El hombre tenía el cabello y la barba salpicados de canas, sin embargo no mostraba más edad que papá. Era alto y de piel tostada, los músculos se le marcaban bajo las mangas de la camisa abotonada, sus ojos eran de un azul intenso, sin duda lo más llamativo de su apariencia. Junto a él estaba una chica, seguramente su hija. Ella tenía el cabello del mísmo color que la dama aterradora, sólo que estirado y con un estilo retro; también compartían las pecas y los ojos marrones, de hecho eran bastante similares, exceptuando que la más joven no parecía encajar en aquel ambiente de época.
La chica me observó enarcando una ceja, no supe cómo responder así que sólo agité la mano en el aire en forma de saludo, a lo que se rió de mí.

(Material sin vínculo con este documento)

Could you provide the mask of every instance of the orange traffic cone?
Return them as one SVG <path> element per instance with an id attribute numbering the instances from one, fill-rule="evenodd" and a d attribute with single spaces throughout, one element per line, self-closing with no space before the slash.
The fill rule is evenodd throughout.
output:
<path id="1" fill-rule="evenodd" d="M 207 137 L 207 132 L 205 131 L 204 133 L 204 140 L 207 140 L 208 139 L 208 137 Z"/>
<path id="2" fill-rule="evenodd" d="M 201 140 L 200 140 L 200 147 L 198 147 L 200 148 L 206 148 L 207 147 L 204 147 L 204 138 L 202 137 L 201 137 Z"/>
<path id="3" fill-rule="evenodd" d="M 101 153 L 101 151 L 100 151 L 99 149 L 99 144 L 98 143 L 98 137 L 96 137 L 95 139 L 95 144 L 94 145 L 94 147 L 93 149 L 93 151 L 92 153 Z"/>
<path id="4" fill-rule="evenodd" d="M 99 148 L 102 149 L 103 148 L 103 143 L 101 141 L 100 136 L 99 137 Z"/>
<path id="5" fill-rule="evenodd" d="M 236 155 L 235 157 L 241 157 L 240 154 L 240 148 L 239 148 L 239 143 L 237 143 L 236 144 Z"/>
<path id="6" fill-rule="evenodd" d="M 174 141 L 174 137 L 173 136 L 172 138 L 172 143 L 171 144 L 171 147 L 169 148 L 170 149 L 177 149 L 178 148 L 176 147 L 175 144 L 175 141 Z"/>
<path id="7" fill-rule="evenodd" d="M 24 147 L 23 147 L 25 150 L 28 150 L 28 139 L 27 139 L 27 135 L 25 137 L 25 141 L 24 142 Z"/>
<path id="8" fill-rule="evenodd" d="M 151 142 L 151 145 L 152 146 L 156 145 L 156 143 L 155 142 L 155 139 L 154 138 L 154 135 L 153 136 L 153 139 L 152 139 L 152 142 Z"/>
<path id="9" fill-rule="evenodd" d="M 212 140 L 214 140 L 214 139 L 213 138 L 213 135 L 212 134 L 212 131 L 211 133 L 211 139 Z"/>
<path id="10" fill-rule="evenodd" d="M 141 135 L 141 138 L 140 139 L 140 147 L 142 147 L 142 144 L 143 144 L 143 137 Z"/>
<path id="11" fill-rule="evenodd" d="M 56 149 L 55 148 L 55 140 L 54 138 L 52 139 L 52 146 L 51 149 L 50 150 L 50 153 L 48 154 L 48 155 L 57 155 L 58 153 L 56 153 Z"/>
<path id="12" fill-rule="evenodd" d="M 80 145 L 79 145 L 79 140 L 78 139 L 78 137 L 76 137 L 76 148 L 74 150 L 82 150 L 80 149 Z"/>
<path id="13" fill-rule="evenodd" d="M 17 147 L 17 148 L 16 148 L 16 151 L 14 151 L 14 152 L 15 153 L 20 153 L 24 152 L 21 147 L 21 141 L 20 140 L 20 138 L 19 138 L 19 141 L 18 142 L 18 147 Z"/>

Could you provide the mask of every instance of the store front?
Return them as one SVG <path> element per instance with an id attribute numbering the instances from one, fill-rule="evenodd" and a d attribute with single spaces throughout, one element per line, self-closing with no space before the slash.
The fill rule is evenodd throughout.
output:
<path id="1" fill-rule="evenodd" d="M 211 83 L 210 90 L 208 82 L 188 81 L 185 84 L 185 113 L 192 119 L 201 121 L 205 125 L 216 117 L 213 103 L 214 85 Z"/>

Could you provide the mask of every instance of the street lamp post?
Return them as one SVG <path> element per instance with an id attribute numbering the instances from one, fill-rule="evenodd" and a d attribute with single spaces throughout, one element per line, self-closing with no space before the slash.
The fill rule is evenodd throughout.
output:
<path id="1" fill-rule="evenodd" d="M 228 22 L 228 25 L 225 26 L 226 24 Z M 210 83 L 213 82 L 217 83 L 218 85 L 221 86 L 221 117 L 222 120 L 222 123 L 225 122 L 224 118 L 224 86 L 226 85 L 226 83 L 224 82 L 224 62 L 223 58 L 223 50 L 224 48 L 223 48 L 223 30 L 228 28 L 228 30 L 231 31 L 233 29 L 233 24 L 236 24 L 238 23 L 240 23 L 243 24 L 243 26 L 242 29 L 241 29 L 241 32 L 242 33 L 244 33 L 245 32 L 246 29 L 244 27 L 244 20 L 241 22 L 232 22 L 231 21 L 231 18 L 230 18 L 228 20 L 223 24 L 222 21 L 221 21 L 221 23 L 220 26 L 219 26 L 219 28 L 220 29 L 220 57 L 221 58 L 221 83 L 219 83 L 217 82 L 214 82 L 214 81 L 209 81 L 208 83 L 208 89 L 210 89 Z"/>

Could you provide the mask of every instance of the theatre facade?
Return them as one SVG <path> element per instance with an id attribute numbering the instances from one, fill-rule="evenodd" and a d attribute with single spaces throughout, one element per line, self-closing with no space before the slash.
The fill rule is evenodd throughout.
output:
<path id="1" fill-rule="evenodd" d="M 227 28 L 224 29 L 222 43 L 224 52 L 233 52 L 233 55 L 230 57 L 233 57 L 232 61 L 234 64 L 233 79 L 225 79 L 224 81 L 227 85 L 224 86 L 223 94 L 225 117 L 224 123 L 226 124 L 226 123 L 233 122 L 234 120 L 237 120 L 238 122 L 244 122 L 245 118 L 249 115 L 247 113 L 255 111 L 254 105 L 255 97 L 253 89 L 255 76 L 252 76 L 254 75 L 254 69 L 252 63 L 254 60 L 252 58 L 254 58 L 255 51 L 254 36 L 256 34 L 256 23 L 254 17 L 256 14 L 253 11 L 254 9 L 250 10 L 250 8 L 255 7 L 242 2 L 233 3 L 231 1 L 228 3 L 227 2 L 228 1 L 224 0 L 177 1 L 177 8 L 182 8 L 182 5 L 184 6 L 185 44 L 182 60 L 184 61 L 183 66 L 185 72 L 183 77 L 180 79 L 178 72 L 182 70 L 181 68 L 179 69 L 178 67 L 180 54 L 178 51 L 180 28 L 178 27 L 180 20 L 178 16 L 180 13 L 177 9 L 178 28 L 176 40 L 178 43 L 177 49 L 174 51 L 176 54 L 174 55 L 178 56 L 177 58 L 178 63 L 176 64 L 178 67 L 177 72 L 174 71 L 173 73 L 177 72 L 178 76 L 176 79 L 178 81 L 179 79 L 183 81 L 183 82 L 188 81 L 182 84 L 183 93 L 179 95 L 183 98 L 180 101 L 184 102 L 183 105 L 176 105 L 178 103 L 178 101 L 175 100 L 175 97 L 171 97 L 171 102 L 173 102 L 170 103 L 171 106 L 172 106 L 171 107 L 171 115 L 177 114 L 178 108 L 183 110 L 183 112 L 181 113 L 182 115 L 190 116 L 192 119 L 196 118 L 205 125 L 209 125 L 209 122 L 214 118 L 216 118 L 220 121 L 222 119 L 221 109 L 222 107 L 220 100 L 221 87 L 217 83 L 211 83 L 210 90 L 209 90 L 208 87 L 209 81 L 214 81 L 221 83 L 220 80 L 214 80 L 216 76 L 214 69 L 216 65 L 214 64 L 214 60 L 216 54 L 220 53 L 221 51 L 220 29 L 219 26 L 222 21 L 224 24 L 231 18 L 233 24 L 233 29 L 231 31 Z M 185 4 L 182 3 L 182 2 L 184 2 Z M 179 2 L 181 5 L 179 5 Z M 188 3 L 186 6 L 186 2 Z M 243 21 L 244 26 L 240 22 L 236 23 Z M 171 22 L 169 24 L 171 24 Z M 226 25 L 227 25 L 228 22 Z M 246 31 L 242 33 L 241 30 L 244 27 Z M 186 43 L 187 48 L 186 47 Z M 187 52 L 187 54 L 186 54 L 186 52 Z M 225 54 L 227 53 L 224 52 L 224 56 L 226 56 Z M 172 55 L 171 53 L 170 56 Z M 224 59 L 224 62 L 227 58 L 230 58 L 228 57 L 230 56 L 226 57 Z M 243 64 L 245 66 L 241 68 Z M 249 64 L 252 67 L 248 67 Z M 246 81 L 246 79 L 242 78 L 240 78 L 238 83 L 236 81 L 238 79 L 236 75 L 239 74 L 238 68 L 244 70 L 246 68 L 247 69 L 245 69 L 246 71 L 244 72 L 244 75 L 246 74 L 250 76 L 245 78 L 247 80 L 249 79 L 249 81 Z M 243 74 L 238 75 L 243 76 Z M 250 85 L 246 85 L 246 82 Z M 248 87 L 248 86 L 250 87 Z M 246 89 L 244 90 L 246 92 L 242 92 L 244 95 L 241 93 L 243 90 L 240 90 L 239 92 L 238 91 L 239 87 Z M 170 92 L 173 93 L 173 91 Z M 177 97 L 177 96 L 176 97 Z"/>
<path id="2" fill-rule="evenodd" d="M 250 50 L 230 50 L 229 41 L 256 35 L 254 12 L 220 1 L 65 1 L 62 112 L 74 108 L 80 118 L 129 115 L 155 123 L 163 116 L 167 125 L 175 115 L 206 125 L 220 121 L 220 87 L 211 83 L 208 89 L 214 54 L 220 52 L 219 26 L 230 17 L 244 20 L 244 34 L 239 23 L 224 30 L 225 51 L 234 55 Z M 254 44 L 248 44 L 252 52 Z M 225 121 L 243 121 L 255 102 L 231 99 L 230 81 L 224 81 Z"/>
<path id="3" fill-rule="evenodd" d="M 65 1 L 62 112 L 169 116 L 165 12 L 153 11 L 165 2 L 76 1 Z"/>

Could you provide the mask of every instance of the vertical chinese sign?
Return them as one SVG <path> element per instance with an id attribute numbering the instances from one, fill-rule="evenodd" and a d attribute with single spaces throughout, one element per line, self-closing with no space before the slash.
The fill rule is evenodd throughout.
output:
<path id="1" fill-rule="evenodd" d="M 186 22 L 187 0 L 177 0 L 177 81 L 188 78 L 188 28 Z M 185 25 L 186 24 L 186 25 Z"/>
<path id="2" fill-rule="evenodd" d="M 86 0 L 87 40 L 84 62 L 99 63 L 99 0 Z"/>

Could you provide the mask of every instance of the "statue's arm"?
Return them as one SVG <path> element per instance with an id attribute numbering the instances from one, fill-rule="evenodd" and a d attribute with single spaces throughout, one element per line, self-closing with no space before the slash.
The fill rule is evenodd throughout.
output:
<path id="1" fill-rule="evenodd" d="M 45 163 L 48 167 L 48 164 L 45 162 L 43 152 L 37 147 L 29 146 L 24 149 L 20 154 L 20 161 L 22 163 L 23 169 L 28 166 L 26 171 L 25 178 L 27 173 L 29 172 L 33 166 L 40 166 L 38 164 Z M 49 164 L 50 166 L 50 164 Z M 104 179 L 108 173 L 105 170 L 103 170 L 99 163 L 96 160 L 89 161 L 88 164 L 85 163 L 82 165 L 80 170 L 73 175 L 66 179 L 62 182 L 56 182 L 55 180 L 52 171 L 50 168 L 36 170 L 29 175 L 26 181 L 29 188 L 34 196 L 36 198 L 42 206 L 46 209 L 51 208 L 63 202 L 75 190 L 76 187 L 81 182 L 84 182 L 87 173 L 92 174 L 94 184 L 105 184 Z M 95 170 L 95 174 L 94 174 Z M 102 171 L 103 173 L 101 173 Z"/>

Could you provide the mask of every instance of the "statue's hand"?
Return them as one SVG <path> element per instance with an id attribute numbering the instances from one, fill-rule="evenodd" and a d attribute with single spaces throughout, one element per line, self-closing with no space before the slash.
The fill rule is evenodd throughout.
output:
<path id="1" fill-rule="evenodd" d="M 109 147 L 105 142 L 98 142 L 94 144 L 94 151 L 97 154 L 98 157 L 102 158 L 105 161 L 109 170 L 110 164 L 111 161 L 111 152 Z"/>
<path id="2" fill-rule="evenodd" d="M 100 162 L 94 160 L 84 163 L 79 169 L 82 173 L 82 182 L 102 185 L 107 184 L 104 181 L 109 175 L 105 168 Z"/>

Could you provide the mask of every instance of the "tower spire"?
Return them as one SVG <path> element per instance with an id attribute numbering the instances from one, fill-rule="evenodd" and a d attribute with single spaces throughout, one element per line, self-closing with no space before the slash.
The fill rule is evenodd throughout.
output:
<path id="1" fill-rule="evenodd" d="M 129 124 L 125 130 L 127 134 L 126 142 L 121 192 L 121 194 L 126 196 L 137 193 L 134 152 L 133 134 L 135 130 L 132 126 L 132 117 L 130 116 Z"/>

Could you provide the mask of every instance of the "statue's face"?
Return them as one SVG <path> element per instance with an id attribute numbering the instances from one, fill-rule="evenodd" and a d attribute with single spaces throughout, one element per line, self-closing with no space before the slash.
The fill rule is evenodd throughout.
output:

Debí lucir verdaderamente patético.
—¿Este es tu hijo, Kath?— cuestionó la señora, mamá asintió—. Está enorme, aún recuerdo cuando sólo era un bebé.
De inmediato miré a mis padres, pues no tenía ni idea de que había estado en el pueblo antes. Ellos se limitaron a encogerse de hombros.
—¡Oh, claro que no lo recuerdas!— adivinó la mujer, alborotando mi cabello—. Estos dos nunca fueron tan fieles a Souvenir, no me sorprende que tampoco te dijeran que fuiste bautizado aquí. Apuesto a que ni siquiera sabes que yo fuí quien lo hizo, soy tu madrina. ¡Increíble! Eres un discípulo del dios Hicapo y tú ni enterado.